En 1907, le Docteur Moulonguet, Monsieur Jean Camajou et Monsieur Bernard Sénac-Lagrange (considéré comme le père de la race), sous la présidence du Baron de la Chevrelière, fondent à Cauterets le premier club de race appelé « le club du Pasteur », où ils premier standard officiel, puis enregistré en 1923. Entre-temps, le Comte de Bylandt et M. Théodore Dretzen (éleveur local, précurseur de l’élevage moderne du Bouvier des Pyrénées) entreprennent un voyage d’étude à travers la chaîne pyrénéenne pour vérifier la régularité et la qualité de l’élevage. spécimens survivants et concluent qu’il n’y a qu’à Argelès-Gazost qu’il existe un groupe de chiens de race pure. Dans cette localité ils fondèrent avec le notaire Eugène Byasson (auteur, en 1907, de la première brochure « Le Chien des Pyrénées » consacrée au chien des Pyrénées et reprenant son histoire) le « Club du Chien des Pyrénées » (C.C.P.). Alors qu’en 1923, à l’initiative de Sénac-Lagrange, naît la « Réunion des Amateurs de Chiens Pyrénéens » (R.A.C.P.), affiliée ensuite à la Société Centrale Canine puis à la F.C.I. L’intention du club est de maintenir et de sauvegarder la race en privilégiant la sélection des sujets les plus représentatifs.

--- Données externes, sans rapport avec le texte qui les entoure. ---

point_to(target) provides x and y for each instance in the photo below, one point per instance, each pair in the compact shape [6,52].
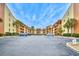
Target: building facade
[72,12]
[7,19]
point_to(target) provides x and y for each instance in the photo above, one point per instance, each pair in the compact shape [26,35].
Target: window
[13,29]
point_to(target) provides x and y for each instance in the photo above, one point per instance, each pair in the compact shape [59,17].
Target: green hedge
[69,35]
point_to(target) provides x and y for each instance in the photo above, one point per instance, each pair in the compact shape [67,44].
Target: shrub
[75,35]
[67,34]
[1,34]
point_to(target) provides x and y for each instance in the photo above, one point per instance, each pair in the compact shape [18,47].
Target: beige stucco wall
[69,14]
[8,19]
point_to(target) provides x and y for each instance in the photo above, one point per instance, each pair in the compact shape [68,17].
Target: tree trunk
[67,30]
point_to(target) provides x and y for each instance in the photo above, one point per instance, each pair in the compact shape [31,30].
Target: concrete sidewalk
[73,46]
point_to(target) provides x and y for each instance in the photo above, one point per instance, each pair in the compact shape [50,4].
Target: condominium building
[50,29]
[56,27]
[6,20]
[72,12]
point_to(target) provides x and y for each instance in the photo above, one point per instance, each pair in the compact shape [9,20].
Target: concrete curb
[2,37]
[67,44]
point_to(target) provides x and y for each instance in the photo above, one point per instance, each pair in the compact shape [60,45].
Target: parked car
[23,34]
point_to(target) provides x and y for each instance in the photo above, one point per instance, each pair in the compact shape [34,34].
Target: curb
[67,44]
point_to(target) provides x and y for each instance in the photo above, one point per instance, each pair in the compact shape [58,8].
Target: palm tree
[70,24]
[60,31]
[67,25]
[17,23]
[32,28]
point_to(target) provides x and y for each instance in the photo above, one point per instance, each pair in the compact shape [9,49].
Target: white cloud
[33,17]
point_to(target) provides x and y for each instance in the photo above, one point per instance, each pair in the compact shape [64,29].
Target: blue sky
[38,15]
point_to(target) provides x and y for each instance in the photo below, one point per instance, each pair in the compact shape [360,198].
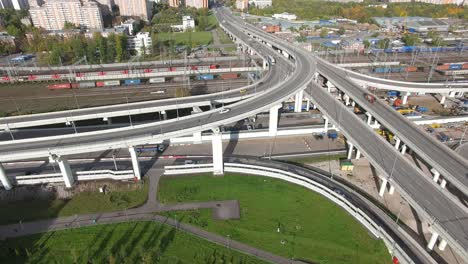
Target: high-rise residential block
[53,14]
[135,8]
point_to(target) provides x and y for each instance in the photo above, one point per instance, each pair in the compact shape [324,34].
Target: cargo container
[157,80]
[443,67]
[443,137]
[421,109]
[228,76]
[132,82]
[397,102]
[393,93]
[86,85]
[455,67]
[112,83]
[59,86]
[205,77]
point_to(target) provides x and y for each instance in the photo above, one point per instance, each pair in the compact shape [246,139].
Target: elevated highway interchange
[447,218]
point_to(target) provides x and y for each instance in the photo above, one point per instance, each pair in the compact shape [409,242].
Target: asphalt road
[275,95]
[450,164]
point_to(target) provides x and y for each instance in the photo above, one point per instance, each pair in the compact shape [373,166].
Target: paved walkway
[143,213]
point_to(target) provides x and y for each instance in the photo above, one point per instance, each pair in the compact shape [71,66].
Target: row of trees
[165,16]
[55,51]
[313,10]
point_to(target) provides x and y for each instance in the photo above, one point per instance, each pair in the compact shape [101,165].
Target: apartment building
[52,14]
[135,8]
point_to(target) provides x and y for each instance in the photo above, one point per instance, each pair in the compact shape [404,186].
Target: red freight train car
[59,86]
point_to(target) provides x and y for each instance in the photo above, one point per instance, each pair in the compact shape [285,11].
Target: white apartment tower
[53,14]
[135,8]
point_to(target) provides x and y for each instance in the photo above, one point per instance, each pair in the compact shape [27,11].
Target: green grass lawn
[81,203]
[183,38]
[142,242]
[311,227]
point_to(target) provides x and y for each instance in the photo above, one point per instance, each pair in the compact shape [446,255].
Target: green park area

Entre-temps, la guerre de 1914-1918 eut des conséquences désastreuses sur l’ensemble de la population canine en raison des difficultés économiques qui provoquèrent le massacre de nombreux sujets et la malnutrition des survivants. De nombreux animaux sont tués dans le conflit car, ils sont utilisés comme courriers lors d’activités de guerre. Il risque de disparaître à nouveau aussi car de nombreux éleveurs préfèrent, pour des raisons de coûts, orienter leurs intérêts vers des chiens de plus petite taille, plus facilement nourrissables.

En 1927, la consistance de la race était encore assez rare, à tel point que Sénac-Lagrange écrivait : « … A une époque où la mode s’oriente de plus en plus vers les chiens de petite taille, à une époque où les qualités de chiens de garde et de une défense qu’ils trouvent de moins en moins d’usage, il est légitime de penser que, quels que soient les efforts pour la faire connaître et apprécier, l’élevage du chien des Pyrénées a peu de chance de prendre une diffusion sérieuse. En dehors de ses lieux d’origine il restera entre les mains d’une élite fière de posséder simplement ce magnifique chien et de le garder dans sa beauté primitive… ».

A ce stade, les meilleurs sujets sont choisis, éliminant de l’élevage les chiens présentant des signes de croisement notamment avec le Dogue et le Saint-Bernard; il semble en effet qu’un étalon de cette dernière race ait été introduit dans la région avant la guerre (Duconte Ch. et Sabouraud J.-A. 1967, Bulletin ACP n°5 – 1988, Cockenpot B. 1998, Bulletin ACP n° 31 – 1999, Cazottes P. 2003).

Aujourd’hui le Chien de Montagne des Pyrénées est plus que jamais présent partout dans le monde, aussi et surtout grâce au rôle médiatique joué par les séries télévisées françaises de 1965, les séries d’animation japonaises des années 80 et les longs métrages français de ces dernières années. , tous ayant en commun le sujet littéraire issu du roman pour enfants de Cécil Aubry, « Belle et Sébastien ».